Le tuteur n'exprime pas un avis médical : il exprime le point de vue du majeur qu'il représente. Et même si ce dernier exprime une décision par lui-même, l'autorisation du tuteur constitue en quelquesorte une validation du fait qu'il a vérifié que le majeur a reçu l'information qui lui est dûe et qu'il a pu prendre une décision éclairée.

La décision ne revient au médecin qu'au titre de garde-fou :

- d'une part pour s'assurer du respect de la volonté du majeur (si le majeur refuse une vaccination que le tuteur a autorisé, le médecin suivra prioritairement la décision du majeur)

- d'autre part pour s'assurer de la sécurité médicale de la personne protégée (si le tuteur refuse une intervention importante, le médecin peut passer outre pour protéger la santé de son patient).

 

Sous tutelle, le tuteur peut être autorisé à la représenter.

En cas de représentation, qui doit décider et sur quelle base ?

 

Explications et commentaires sur le questionnaire préalable à la vaccination A (H1N1) 2009

Les autorités ont prévu trois modèles de questionnaire :

  • le 1er concerne les adultes
  • le 2ème est adapté aux majeurs sous tutelle
  • le 3ème est dédié aux enfants mineurs

Ces questionnaires sont destinés à recevoir :

  1. des informations sur les antécédents médicaux
  2. le récépissé de remise des documents d'information : charte du centre et information sur le vaccin
  3. l'accord du tuteur pour la vaccination du majeur sous tutelle

 

Tout d'abord un premier point est surprenant : nulle part ne figure l'accord du majeur sous tutelle ! Pourtant celui-ci doit être recherché systématiquement...
Cette mise à l'écart du majeur protégé est malheureusement trop fréquente, mais elle est particulièrement choquante ici étant que les autorités en charge de la campagne de vaccination contre la grippe A sont aussi en charge de la protection des majeurs ! La DGAS a raté ici une belle occasion de montrer l'exemple...

Ensuite il convient de contrer une rumeur selon laquelle la signature du récépissé serait une décharge spécifique de responsabilité pour protéger les laboratoires en cas de problèmes ultérieurs. Ce récépissé est simplement dû au fait que vous n'achetez pas le vaccin en pharmacie. En effet tout médicament doit être accompagné d'une notice pharmaceutique obligatoire. Lorsque vous achetez en pharmacie un vaccin ou médicament quelconque, la boîte individuelle contient cette notice.

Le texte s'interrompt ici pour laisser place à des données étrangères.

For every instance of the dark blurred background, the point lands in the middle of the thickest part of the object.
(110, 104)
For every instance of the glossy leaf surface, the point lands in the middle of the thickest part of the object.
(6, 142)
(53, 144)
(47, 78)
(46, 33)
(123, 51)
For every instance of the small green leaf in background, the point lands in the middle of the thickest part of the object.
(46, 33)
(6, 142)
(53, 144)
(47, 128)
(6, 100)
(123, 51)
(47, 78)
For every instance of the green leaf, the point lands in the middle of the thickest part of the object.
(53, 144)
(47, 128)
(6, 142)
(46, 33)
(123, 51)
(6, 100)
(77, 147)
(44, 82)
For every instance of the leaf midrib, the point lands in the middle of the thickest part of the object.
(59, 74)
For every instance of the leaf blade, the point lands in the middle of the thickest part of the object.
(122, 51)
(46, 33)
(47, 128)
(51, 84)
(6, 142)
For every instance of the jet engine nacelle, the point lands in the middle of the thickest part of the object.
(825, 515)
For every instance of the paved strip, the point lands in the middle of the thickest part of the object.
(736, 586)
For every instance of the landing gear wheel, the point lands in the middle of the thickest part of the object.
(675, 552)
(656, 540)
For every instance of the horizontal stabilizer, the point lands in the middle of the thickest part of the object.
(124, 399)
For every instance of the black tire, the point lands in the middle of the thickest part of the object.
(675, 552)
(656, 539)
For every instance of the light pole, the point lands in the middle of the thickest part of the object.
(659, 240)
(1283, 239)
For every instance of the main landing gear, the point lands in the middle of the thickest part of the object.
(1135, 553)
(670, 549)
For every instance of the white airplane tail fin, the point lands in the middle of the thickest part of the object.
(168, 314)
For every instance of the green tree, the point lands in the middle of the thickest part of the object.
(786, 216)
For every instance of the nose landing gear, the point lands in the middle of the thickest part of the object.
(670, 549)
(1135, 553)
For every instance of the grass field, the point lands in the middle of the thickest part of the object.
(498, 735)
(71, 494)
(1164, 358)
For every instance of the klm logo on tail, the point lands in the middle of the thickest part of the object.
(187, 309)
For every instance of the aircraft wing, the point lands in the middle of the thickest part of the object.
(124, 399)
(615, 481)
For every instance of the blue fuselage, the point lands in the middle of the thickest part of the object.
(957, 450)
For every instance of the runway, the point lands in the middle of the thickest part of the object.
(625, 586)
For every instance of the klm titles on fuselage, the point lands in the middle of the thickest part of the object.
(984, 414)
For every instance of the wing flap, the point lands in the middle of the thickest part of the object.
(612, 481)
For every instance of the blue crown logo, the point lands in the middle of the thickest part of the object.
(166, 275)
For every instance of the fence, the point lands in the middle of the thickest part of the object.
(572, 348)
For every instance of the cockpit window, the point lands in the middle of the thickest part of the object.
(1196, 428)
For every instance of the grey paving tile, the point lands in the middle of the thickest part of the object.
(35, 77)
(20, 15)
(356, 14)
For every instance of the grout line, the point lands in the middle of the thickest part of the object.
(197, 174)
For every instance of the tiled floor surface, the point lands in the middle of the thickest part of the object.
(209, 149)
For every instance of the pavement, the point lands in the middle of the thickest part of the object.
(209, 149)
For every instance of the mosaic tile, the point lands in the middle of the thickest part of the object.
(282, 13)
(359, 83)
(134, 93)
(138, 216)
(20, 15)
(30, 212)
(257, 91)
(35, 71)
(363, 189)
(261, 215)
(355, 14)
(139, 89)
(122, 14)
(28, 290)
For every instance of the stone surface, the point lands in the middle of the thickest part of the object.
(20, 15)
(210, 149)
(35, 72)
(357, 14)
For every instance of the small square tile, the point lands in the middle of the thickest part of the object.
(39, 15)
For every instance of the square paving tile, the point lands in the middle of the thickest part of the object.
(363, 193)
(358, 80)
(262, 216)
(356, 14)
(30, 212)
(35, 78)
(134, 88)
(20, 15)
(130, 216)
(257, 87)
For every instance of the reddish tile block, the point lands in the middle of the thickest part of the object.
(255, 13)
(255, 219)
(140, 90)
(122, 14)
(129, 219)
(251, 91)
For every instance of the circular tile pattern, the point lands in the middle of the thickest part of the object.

Et comme elle est produite de manière industrielle, cela suffit au laboratoire comme au pharmacien pour prouver que le devoir d'information a été rempli. Mais dans le cas de la grippe A il n'y a pas un tel achat avec conditionnement individuel et industriel. Par conséquent il fallait donc procéder autrement. C'est pourquoi la notice pharmaceutique vous est remise en main propre et l'on vous demande de signer un récépissé prouvant que vous l'avez bien eu.

Enfin, comme nous l'avons expliqué ci-dessus, l'accord du tuteur n'est évidemment pas un accord "médical". Vous devez simplement exprimer ce que, d'après vous, le majeur protégé aurait choisi s'il en était encore capable. Ainsi s'il avait toujours refusé de se faire vacciner vous devriez plutôt répondre non (sauf nouveaux facteurs médicaux qui auraient pu le faire changer d'avis). A contrario s'il avait l'habitude de se faire vacciner vous devriez logiquement répondre oui. Mais soyez rassuré votre accord ne dispensera le médecin de s'assurer de l'absence de contre-indication, tout comme il le fait pour vous-même.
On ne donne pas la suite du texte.